Portage, Valparaiso and more recently Chesterton have their own ambulance
service contracts.
In 2011, the
Commissioners signed on with Porter Health, setting the contract at $650,000
for the first two years, the next two years at $750,000, and the fifth year
at $1 million.
Prior to 2011, the
County had been paying a $500,000 subsidy to Porter Memorial Hospital,
starting in 2003, after the bankruptcy of Bethlehem Steel.
Porter Memorial
Hospital had been the County’s ambulance service provider since 1987.
Approving the new
agreement Tuesday were Evans, along with Commissioners Nancy Adams,
R-Center, and Laura Shurr Blaney, D-South.
“I think it’s a
really good contract,” Evans said. He touted the savings of $1.5 million,
assuming the contract would have been $1 million annually after next year.
Biggs’ weighs in
County Councilman
Jim Biggs, R-1st, who was not at the Commissioner’s meeting Tuesday, said to
the Chesterton Tribune afterwards that he wishes the Commissioners
had put the service up for bid “given the financial situation of the County”

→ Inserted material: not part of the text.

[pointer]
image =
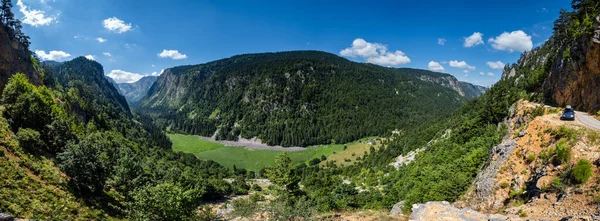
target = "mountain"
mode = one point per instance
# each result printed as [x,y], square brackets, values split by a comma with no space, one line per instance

and had consulted the Council, as they must do for unanimous consent to pay
out of the hospital sale principal.
Bidding the project
out could lead to a service contract similar to what the Town of Chesterton
has with its ambulance provider, Biggs said. According to that agreement,
any gross receipts in excess of the contracted amount, the town can recoup a
portion of.
“There are at least
reasons why this needs to be bid out, or we at least need to do our homework
to make sure (Porter Health) is the best deal for us,” Biggs said.
Evans said his
response to Biggs is that the Commissioners have never bid out ambulance
service and he believes firmly that Porter Health is the best provider for
the county. He also added that when the hospital was sold to Community
Health Systems in 2007, it was in the sales agreement that Porter would
continue to be the county’s ambulance service provider.
The decision on the
contract is solely up to the Commissioners, not the Council, Evans said.
Meanwhile, Blaney
told the Tribune she voted in favor of the contract extension because
“the savings are enormous and the service is proven.”
Both Evans and
Blaney said they had conferred with Council President Dan Whitten, D-at
large, before the meeting and he “seemed to agree” on the measure after
hearing the savings potential.
Whitten could not
be reached before deadline for additional comment.